Introduction. La mortalité maternelle est un indicateur de la qualité des soins obstétricaux. La France a mis en place en 1996 un système de surveillance comportant le suivi des taux et des causes et une enquête confidentielle conduisant à leur expertise. Méthodes. Les définitions utilisées sont celles de l'OMS. Une première analyse porte sur les données observées à partir des statistiques de l'état civil, en particulier les taux (rapport des décès obstétricaux aux naissances vivantes) ; la seconde analyse repose sur l'Enquête confidentielle des décès maternels et leur expertise par le Comité national d'experts (pourcentage d'évitabilité). Résultats. Le taux est estimé entre 9 à 13 décès pour 100 000 naissances vivantes. Après une diminution enregistrée entre 1996 et 2000, l'évolution plus récente est moins favorable. Le taux augmente avec l'âge (risque 8 fois plus élevé à 40 ans qu'à 20-24 ans) et selon la nationalité (taux deux fois plus élevé parmi les femmes non européennes). La France se situe dans une position moyenne parmi les pays comparables et pourrait mieux faire, à l'image de la Finlande (6 pour 100 000). Quatre-vingt-quatre pour cent des décès ont lieu dans un hôpital public, 10 % dans une clinique privée et 6 % à domicile. La première cause est due aux hémorragies (21 % des décès maternels) principalement du postpartum, suivies des complications de l'hypertension artérielle (HTA) (12 %), puis des embolies amniotiques (7 %).

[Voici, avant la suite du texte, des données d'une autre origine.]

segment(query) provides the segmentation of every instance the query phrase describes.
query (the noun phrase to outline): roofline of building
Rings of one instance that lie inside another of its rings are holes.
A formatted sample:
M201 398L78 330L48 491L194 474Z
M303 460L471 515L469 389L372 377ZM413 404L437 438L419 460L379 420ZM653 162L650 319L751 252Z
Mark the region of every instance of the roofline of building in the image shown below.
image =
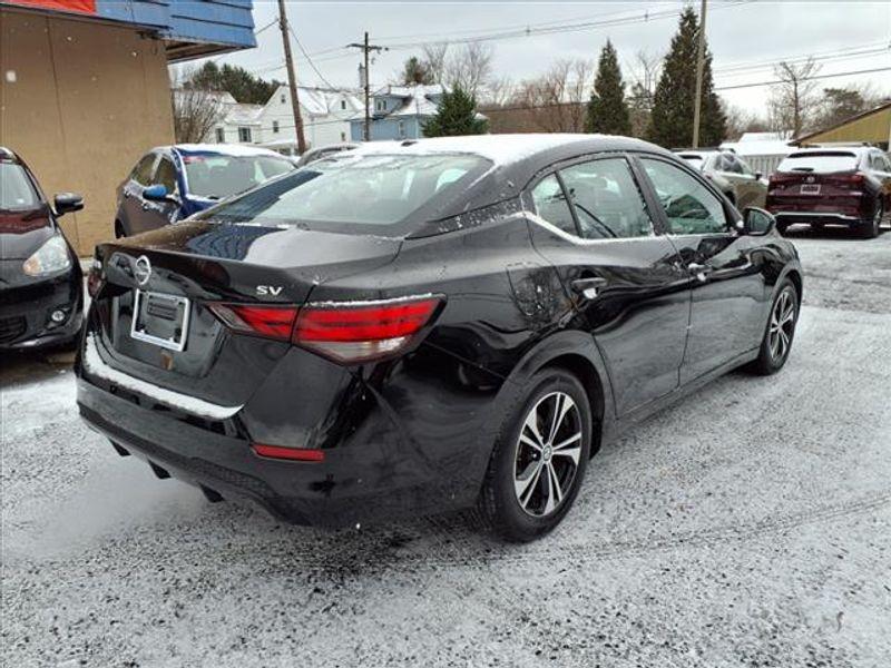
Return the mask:
M881 111L884 111L885 109L891 109L891 99L888 100L888 101L882 102L878 107L873 107L872 109L868 109L865 111L861 111L860 114L855 114L854 116L845 118L844 120L840 120L839 122L833 124L833 125L831 125L829 127L822 128L822 129L816 130L814 132L809 132L807 135L804 135L802 137L797 137L797 138L795 138L794 141L796 144L801 144L803 141L807 141L809 139L812 139L812 138L816 137L817 135L824 135L825 132L831 132L832 130L836 130L836 129L839 129L839 128L841 128L843 126L846 126L850 122L853 122L855 120L860 120L861 118L865 118L868 116L872 116L873 114L879 114Z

Plus de la moitié des décès maternels de causes obstétricales directes sont considérés évitables (73 % des hémorragies, 71 % des infections mais seulement 43 % des HTA). Conclusion. De nombreuses améliorations sont encore possibles, d'une part pour connaître les raisons conduisant à ce drame et y remédier, d'autre part, pour optimiser les soins puisque des pays européens comparables au nôtre continuent de faire mieux. (R.A.)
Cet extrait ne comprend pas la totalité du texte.